Residents of Poorer Nations Find Greater Meaning in Life

Science Daily reports on findings published in Psychological Science, a journal of the Association for Psychological Science:

Dec. 18, 2013 — While residents of wealthy nations tend to have greater life satisfaction, new research shows that those living in poorer nations report having greater meaning in life…

“Thus far, the wealth of nations has been almost always associated with longevity, health, happiness, or life satisfaction,” explains psychological scientist Shigehiro Oishi of the University of Virginia. “Given that meaning in life is an important aspect of overall well-being, we wanted to look more carefully at differential patterns, correlates, and predictors for meaning in life.”

Oishi and colleague Ed Diener of the University of Illinois at Urbana-Champaign investigated life satisfaction, meaning, and well-being by examining data from the 2007 Gallup World Poll, a large-scale survey of over 140,000 participants from 132 countries. In addition to answering a basic life satisfaction question, participants were asked: “Do you feel your life has an important purpose or meaning?” and “Is religion an important part of your daily life?”…

When looking across many countries, Oishi and Diener found that people in wealthier nations were more educated, had fewer children, and expressed more individualistic attitudes compared to those in poorer countries — all factors that were associated with higher life satisfaction but a significantly lower sense of meaning in life.

The researchers posit religiosity as a strong predictor of ‘meaning in life’, which I don’t doubt. I would also argue that concomitant with the diminished status of traditional religion in the West is the lack of robust secular substitutes on the unifying (or synthesizing) scale of traditional religion.

While we do have recognized traditions of, and acknowledged masterworks in, philosophy, literature, music, film and the like, could these ever be (or yet become) viable substitutes?

The secular era, after all, is a highly individualistic one, and our astonishingly fast material progress has served to greatly elevate an individualistic ethos. Traditions that haven’t withered away on their own accord are outright smashed, be it politically or legalistically. (This includes the P.C., cultural Marxist assaults on even the aforementioned ‘traditions’ implicit in the Western canon of literature/philosophy/arts.)

Also, does the fact that Culture is now increasingly consumed privately (e.g., internet; iPod, etc.) rather than publicly in effect stymie the religion-replacing potential of the Arts? (This has been a lifelong interest of mine. Recent books such as All Things Shining: Reading the Western Classics to Find Meaning in a Secular Age by Sean Kelly & Hubert Dreyfus, or the poignant musings of the snidely criticized Alain De Botton, delve into this topic.)

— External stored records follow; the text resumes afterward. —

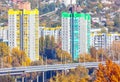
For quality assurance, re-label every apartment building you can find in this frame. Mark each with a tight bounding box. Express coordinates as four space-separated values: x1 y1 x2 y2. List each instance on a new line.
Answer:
61 12 91 60
39 27 61 43
8 9 39 61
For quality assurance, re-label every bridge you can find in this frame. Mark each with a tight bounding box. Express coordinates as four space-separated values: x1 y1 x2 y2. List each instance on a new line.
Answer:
0 61 119 76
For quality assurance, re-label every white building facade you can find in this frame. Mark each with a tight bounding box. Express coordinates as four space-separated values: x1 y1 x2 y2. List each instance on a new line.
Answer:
8 9 39 61
39 27 61 43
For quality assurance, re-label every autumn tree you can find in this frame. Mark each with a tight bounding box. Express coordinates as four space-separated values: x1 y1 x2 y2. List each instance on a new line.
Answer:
56 48 72 63
94 60 120 82
108 41 120 60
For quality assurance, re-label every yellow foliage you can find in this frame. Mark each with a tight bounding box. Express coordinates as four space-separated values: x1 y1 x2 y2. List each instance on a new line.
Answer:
95 60 120 82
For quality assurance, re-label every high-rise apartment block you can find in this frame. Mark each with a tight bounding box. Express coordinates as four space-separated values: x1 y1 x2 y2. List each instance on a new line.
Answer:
61 12 91 60
39 27 61 43
91 33 120 49
0 26 8 44
8 9 39 61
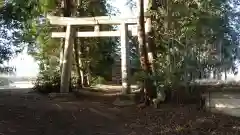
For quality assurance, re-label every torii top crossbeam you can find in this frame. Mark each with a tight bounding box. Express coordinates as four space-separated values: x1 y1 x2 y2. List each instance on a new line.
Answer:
47 15 138 26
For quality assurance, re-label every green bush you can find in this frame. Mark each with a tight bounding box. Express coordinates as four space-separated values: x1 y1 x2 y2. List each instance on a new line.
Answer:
34 69 73 94
91 76 107 86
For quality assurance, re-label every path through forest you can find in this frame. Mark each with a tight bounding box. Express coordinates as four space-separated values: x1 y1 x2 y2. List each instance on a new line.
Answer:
0 88 240 135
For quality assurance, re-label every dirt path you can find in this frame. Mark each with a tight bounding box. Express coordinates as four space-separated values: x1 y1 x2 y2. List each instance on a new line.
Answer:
0 91 240 135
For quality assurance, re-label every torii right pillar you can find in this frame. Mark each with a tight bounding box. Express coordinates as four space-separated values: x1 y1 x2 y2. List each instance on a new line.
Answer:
120 23 130 95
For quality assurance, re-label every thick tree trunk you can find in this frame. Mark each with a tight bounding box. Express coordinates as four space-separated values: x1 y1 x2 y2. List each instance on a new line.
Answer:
72 0 82 88
138 0 153 105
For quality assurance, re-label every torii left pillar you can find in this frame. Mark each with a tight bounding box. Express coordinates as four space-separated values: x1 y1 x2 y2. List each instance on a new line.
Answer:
60 25 75 93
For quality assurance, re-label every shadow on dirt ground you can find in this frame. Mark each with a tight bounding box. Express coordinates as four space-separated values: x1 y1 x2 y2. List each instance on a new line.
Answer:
0 91 240 135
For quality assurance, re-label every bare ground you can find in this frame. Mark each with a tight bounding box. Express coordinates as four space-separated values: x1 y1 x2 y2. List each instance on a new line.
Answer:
0 91 240 135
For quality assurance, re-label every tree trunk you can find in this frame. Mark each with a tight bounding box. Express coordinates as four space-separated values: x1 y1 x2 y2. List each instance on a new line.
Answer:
78 39 88 87
138 0 153 105
72 0 82 88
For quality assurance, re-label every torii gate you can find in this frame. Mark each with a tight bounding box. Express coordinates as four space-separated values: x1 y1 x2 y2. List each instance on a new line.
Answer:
47 16 138 94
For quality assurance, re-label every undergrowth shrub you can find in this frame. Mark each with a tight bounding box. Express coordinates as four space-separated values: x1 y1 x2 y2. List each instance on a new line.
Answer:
33 70 73 94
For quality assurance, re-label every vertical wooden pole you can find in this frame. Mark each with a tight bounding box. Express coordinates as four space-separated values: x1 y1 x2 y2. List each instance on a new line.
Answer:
121 23 130 94
60 25 74 93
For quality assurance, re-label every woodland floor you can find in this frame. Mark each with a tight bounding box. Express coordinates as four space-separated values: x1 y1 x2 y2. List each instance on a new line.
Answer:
0 88 240 135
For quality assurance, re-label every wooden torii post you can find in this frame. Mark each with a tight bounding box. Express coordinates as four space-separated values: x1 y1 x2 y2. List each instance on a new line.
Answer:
47 16 138 94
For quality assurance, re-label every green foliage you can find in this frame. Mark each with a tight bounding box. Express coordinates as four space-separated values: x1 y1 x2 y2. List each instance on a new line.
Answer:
33 69 61 94
91 76 107 86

Imagine a secular Western culture that, with the increasing marginalization of tradition religion, rediscovered its ancestors.

Imagine kids today learning about the pagan, pre-Christian past their ancestors created, and how this shaped, over thousands of years, forms of social organization and behavior, as well as the epigenetic shapes and shadows of a collective unconscious.

Imagine these same kids were allowed to, if not also actively encouraged, to take pride in — and find identity through — such a past.

Most societies in the world (which by definition have longstanding racial contours to them) do in fact do this.

Except in the West, where whites have been conditioned to believe that to do so (as whites) is tantamount to racism and Hitlerism.

This modern day taboo was the province of the so-called ‘Dead White Male’ authors of the late 19th and early 20th century: Nietzsche, Eliot, Tolkien, and the like. In our own day, these themes and concerns are being explored by folks like Gregory Hood and are being discussed organically, in forums and blogs across the Dark Enlightenment/Alternative Right landscape.